Anna Ridler

S’il est des sujets qui traversent l’histoire de l’art, la fleur en fait partie. De la peinture flamande à l’impressionnisme, d’Andy Warhol à Anna Ridler présentée actuellement à l’Avant Galerie Vossen dans une exposition de groupe associant notamment la tulipe au bitcoin.

Anna Ridler, Myriad (Tulips), 2018.

La fermeture des musées et centres d’art a propulsé le public dans les galeries qui n’ont jamais connu autant de visites. Dans un même temps, la crise sanitaire a aussi profité aux plateformes de vente en ligne dont celles dédiées au crypto art. Une nouvelle tendance de l’art qui caractérise les échanges entre artistes et collectionneurs plus que les œuvres elles-mêmes, essentiellement des images fixes, en mouvement ou virtuelles. Sécurisées grâce aux technologies de stockage de la blockchain, les transactions se font en cryptomonnaies, dont le bitcoin. Notons que de telles cryptodevises battent actuellement des records. Sur YouTube, les séquences montrant ces collectionneurs d’un nouveau genre présentant leurs acquisitions se multiplient. Généralement, les valeurs d’achat et de vente priment sur les critères esthétiques. Ce qui n’est pas véritablement nouveau, considérant la quantité d’œuvres qui sommeillent dans des coffres. Aussi, force est de reconnaître que le crypto art a aujourd’hui le mérite de ne pas priver le public des créations, celles-ci demeurant accessibles en ligne.

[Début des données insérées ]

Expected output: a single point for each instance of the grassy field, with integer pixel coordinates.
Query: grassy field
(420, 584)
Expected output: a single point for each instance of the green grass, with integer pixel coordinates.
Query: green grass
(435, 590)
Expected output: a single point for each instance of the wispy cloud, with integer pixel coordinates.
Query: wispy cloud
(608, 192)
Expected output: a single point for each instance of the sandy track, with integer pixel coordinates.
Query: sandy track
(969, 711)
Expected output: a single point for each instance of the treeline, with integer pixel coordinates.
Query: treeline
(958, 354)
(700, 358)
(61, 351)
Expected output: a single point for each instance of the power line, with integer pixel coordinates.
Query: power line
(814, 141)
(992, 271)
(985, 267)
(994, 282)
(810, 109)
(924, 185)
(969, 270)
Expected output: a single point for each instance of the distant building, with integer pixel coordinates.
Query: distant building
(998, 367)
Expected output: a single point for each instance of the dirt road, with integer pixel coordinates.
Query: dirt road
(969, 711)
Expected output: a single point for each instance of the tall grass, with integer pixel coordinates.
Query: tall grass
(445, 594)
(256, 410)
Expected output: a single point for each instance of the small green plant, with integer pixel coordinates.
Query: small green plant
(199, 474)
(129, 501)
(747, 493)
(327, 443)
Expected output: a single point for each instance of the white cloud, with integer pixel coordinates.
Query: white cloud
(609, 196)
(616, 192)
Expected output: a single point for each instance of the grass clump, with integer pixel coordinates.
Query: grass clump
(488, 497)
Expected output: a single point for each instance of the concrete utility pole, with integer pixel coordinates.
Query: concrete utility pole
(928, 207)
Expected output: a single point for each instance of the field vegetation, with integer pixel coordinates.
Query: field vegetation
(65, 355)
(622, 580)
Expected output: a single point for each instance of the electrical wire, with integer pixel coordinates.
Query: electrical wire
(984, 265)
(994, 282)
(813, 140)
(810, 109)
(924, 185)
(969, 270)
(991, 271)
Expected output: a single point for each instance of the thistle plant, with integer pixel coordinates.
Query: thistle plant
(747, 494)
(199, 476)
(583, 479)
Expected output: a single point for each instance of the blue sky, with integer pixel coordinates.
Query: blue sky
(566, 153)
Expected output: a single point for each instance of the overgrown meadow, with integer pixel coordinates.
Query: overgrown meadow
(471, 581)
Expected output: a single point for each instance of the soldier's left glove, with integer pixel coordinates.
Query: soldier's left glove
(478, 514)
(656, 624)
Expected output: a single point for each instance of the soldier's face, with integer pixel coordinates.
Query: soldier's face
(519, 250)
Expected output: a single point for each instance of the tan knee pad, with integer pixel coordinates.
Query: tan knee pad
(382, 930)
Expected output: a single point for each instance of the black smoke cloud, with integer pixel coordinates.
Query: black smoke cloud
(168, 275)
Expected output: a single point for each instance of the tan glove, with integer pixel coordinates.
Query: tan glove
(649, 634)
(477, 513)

Avec son exposition De la tulipe à la crypto marguerite, l’Avant Galerie Vossen traite des relations entre la sphère de l’art et celle de la finance. Plusieurs créations, dont Mosaic Virus, d’Anna Ridler illustrent parfaitement de telles connivences. Le simple fait que l’artiste anglaise se soit focalisé sur la tulipe suffit à convoquer la peinture flamande du XVIIe siècle. Cette fleur évoque aussi l’histoire des bourses de valeur en référence à la tulipomanie de la même époque. Ainsi le titre de l’installation Mosaic Virus désigne le potyvirus qui marbre les pétales affectés. Au XVIIe siècle, cette singularité augmentait la valeur des tulipes dont le cours variait en conséquence, causant la richesse ou la ruine de nombreux spéculateurs. De la tulipe au bitcoin, les fortunes se font donc aussi vite qu’elles se défont. C’est la raison pour laquelle Anna Ridler a littéralement connecté ses fleurs aux fluctuations de la cryptomonnaie. Car il s’agit en réalité de représentations de fleurs qui n’ont pas de véritable existence, mais qu’une intelligence artificielle – ou plus exactement des réseaux adverses génératifs – ont préalablement calculé.

Anna Ridler, Mosaic Virus, 2018.

Anna Ridler a commencé par photographier 10 000 tulipes en annotant tous ses clichés. Ainsi est née l’installation photographique Myriad (Tulips) qui lui a fourni le jeu de données avec lequel elle a alimenté les algorithmes de l’installation vidéo Mosaic Virus. En collectant ainsi des myriades de fleurs pour qu’une machine en calcule davantage encore, l’artiste procède d’une forme d’intelligence que l’on devrait qualifier de collaborative plutôt qu’artificielle. Le fait que ces tulipes virtuelles issues d’une collaboration avec les algorithmes soient représentées sur fond noir renvoie inévitablement à la peinture flamande du XVIIe siècle où les tulipes aux pétales marbrées étaient très largement représentées dans des compositions florales magnifiant l’éphémère. Dans Mosaic Virus, les stries des pétales illustrent les fluctuations du bitcoin que personne ne saurait prédire, ni humain ni machine.

Rédigé par Dominique Moulon pour ArtPress.